Anlatıldığına göre; “Adamın biri Resûlullah’ın (saiiailâhu ‘aleyhi ve sellem) yanına gelerek şöyle sordu;
– Ey Allah’ın Resûlü! Annem yanımda benimle birlikte kalıyor. Yaşlandı. Bizzat ellerimle yemeğini yediriyor, suyunu içiriyor ve abdestini aldırıyorum. Bir yere gideceği zaman onu sırtımda taşıyarak götürüyorum. Bu şekilde onun hakkını ödemiş olur muyum? Resûl-i Ekrem (sallallâhu ‘aleyhi ve sellem),
– Hayır, yüzde birini dahi ödemiş olmazsın. Fakat yaptıkların çok güzel! Allah az bir iyiliğe mukabil çok sevap ihsan eder, buyurdu.”

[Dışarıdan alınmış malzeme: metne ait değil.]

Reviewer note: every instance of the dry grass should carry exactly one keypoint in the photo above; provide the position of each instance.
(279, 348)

Hişâm b. Urve babasından rivayetle, hikmetli sözler arasında şöyle yazıldığını nakleder: “Babasına lânet okuyan lânetlenmiştir. Annesine lânet okuyan lânetlenmiştir. İnsanlara yanlış yol tarif eden, bir körü yanlış yola saptıran lânetlenmiştir. Allah’tan başkasının adına kurban kesen lânetlenmiştir. İki arazi arasındaki sınır çizgilerini bozup değiştiren lânetlenmiştir.”
Anne ve babasına lânet eden kimseden maksat, yaptıklarından dolayı insanların o kimsenin anne ve babasına lânet okuması ve beddua etmesi demektir. Böylelikle kişi, yaptığı kötü işler sebebiyle sanki anne ve babasını lânetlemiş olur.
Resûlullah (sallallâhu ‘aleyhi ve sellem) şöyle buyurmuştur: “Kişinin kendi anne ve babasına sövmesi en büyük günahlardandır. Bunun üzerine Sahâbe-i kirâm,
– Ey Allah’ın Resûlü! İnsan kendi anne ve babasına hiç söver mi? diye sorunca, “Evet” buyurdular ve şöyle açıkladılar,
– Kişi bir adamın babasına söver, o da bunun babasına söver yine aynı kişi birinin annesine söver, o da onun annesine söver.”